Latham, N.Y.-based AngioDynamics, which yesterday reported declining numbers for its fiscal 3rd quarter, said the deal with EmboMedics calls for an initial $2 million equity investment and another possible $9 million investment and an exclusive option to buy.
"AngioDynamics previously helped to build the embolics market, and with worldwide rights to a margin accretive, truly novel technology, we are poised to emulate that success. We believe resorbable microspheres represent the future of embolotherapy, allowing for more options in the treatment of patients, and we are excited about the prospect of bringing this technology to our customers worldwide," president & CEO Joseph DeVivo said in prepared remarks.
EmboMedics expects to file for 510(k) clearance from the FDA for the resorbable microspheres by January 2016, according to AngioDynamics.
"EmboMedics has focused on advancing minimally-invasive embolization with resorbable technologies, improving the patient experience by designing biodegradable materials that will no longer remain in the arteries indefinitely," EmboMedics co-founder & CEO Omid Souresrafil said in a press release. "We are excited to partner with AngioDynamics, leveraging our technology with its world class sales force and distribution network as we look to introduce our product to the global marketplace."
Share price slides on fiscal Q3 numbers
ANGO shares were down 8.9% to $16.62 apiece in mid-day trading today after the company missed Wall Street’s forecast for its fiscal 3rd-quarter results.

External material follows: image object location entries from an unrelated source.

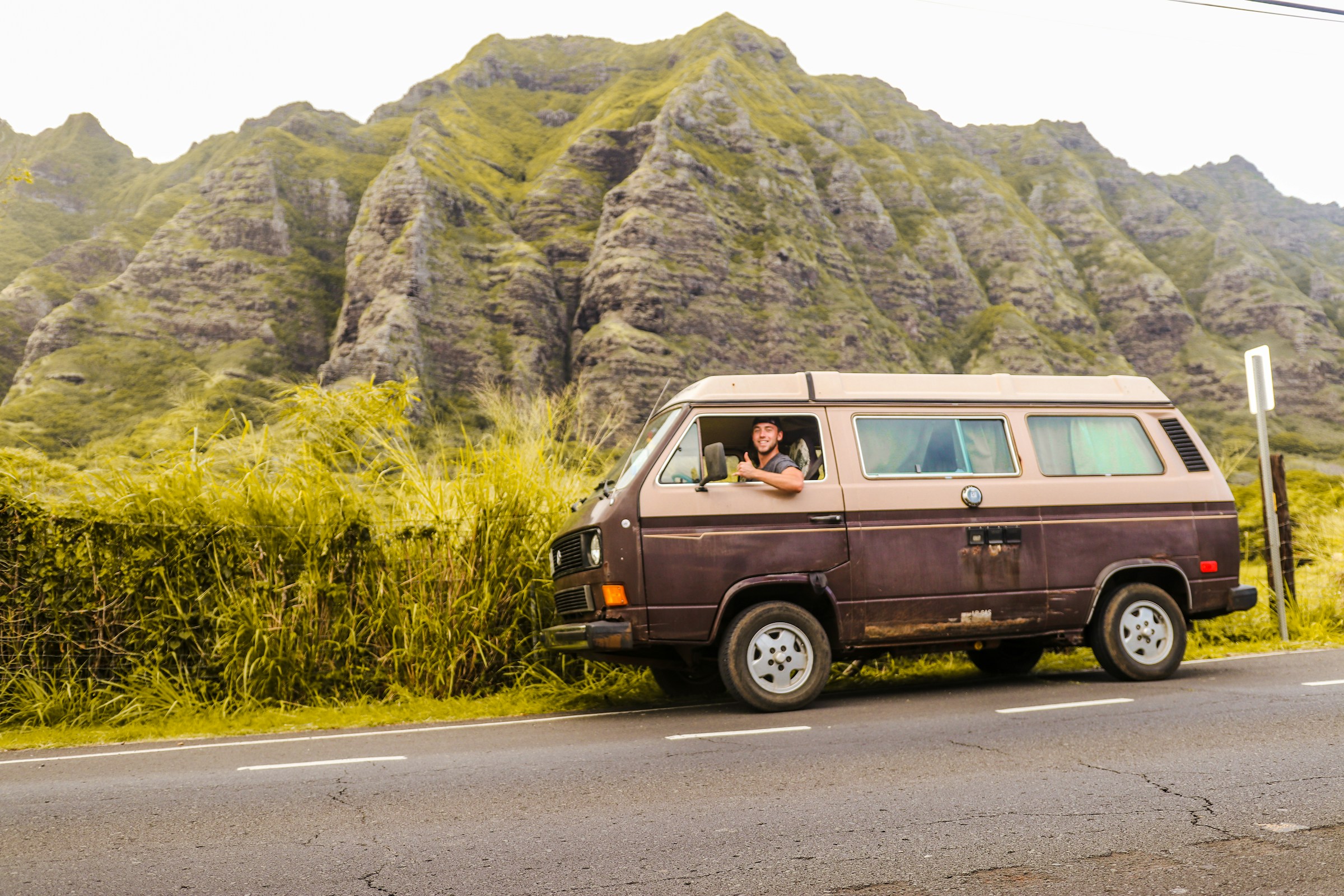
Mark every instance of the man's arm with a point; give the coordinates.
(788, 481)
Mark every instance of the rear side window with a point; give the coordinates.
(935, 446)
(1093, 446)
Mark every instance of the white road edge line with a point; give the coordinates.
(1066, 706)
(1257, 656)
(353, 734)
(320, 762)
(737, 734)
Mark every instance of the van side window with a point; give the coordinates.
(684, 464)
(935, 446)
(1093, 446)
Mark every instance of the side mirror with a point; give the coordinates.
(716, 465)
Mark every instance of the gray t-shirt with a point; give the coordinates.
(780, 463)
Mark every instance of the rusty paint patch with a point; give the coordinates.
(942, 629)
(995, 567)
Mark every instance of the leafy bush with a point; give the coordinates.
(327, 558)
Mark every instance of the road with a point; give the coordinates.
(1226, 778)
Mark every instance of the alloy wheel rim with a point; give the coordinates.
(1146, 632)
(780, 657)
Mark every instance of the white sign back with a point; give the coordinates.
(1261, 352)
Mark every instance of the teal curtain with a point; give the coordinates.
(1093, 446)
(933, 446)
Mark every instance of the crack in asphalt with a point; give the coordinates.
(370, 876)
(340, 797)
(963, 743)
(1198, 817)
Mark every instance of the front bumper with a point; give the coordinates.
(589, 636)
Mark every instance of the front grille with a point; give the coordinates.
(568, 555)
(575, 601)
(1184, 445)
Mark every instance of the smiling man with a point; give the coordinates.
(774, 468)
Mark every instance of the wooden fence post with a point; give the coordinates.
(1276, 511)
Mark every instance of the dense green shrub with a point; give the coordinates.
(326, 558)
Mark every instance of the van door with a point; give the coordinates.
(699, 544)
(929, 566)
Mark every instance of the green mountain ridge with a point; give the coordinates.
(573, 209)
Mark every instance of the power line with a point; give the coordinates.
(1267, 12)
(1300, 6)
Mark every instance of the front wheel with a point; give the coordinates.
(1140, 634)
(776, 657)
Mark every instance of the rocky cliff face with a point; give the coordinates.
(570, 209)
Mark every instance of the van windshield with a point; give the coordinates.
(637, 456)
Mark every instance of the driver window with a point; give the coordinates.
(684, 464)
(801, 444)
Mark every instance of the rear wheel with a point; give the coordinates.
(774, 657)
(1140, 634)
(1009, 659)
(702, 682)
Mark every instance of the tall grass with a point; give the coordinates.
(327, 558)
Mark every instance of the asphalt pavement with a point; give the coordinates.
(1225, 780)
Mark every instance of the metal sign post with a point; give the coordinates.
(1261, 390)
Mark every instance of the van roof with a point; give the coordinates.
(971, 389)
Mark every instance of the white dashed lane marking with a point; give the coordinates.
(1066, 706)
(738, 734)
(320, 762)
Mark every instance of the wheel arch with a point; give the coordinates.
(792, 587)
(1166, 575)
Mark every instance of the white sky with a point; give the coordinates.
(1163, 85)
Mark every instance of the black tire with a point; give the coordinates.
(1009, 659)
(768, 631)
(702, 682)
(1132, 638)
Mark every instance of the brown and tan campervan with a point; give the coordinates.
(998, 515)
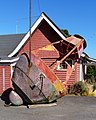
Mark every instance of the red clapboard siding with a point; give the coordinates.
(7, 74)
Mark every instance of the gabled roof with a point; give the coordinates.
(8, 43)
(42, 17)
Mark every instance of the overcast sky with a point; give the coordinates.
(78, 16)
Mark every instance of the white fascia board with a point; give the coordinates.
(32, 30)
(26, 37)
(9, 61)
(53, 26)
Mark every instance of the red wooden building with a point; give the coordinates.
(47, 43)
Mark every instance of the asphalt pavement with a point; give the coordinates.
(66, 108)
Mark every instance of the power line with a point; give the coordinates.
(39, 6)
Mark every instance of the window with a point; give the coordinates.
(63, 65)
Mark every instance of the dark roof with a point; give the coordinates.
(9, 42)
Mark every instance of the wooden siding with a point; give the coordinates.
(43, 36)
(5, 78)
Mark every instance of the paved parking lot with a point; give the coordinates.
(67, 108)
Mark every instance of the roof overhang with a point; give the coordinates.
(33, 28)
(7, 60)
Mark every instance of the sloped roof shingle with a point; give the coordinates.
(9, 42)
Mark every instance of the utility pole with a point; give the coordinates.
(30, 25)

AngioDynamics reported losses of -$4.3 million, or -12¢ per share, on a sales decline of -1.8% to $86.6 million for the 3 months ended Feb. 28. That compares with profits of $4.5 million during Q3 2014, the company said.
Adjusted to exclude 1-time items, earnings per share reached 12¢, 4¢ below expectations on The Street.
"We delivered mixed financial results in the fiscal 2015 third quarter," DeVivo said. "Facing an extremely difficult operating environment, coupled with a decision to withdraw from the market our Morpheus PICC product line, we delivered at the low end of our expectations, excluding currency effects. Otherwise our team continues to execute well, driving more of our top line to higher growth thanks to our focus on innovative products that improve patient outcomes and reduce overall healthcare costs."
AngioDynamics also said it decided to scrap its Morpheus peripherally inserted central catheter after recalling the device during the quarter. A cost-benefit analysis after the recall, "coupled with the favorable market response to the company’s BioFlo product offerings," prompted the move, the company said.
CFO Mark Frost said that although the Morpheus cancellation "will drive longer-term strategic benefits," the short-term impact and foreign currency headwinds mean a lowered outlook for the rest of the year. AngioDynamics now expects to post adjusted EPS of 57¢ to 60¢ on sales of $356 million to $360 million, down from $362 million to $368 million.
"We are anticipating revenue to range from $90 million to $94 million in the 4th quarter, 3% at the top end on a constant currency basis and excluding our supply agreement," Mr. Frost continued. "Adjusted EPS without amortization is expected to be 13¢ to 16¢."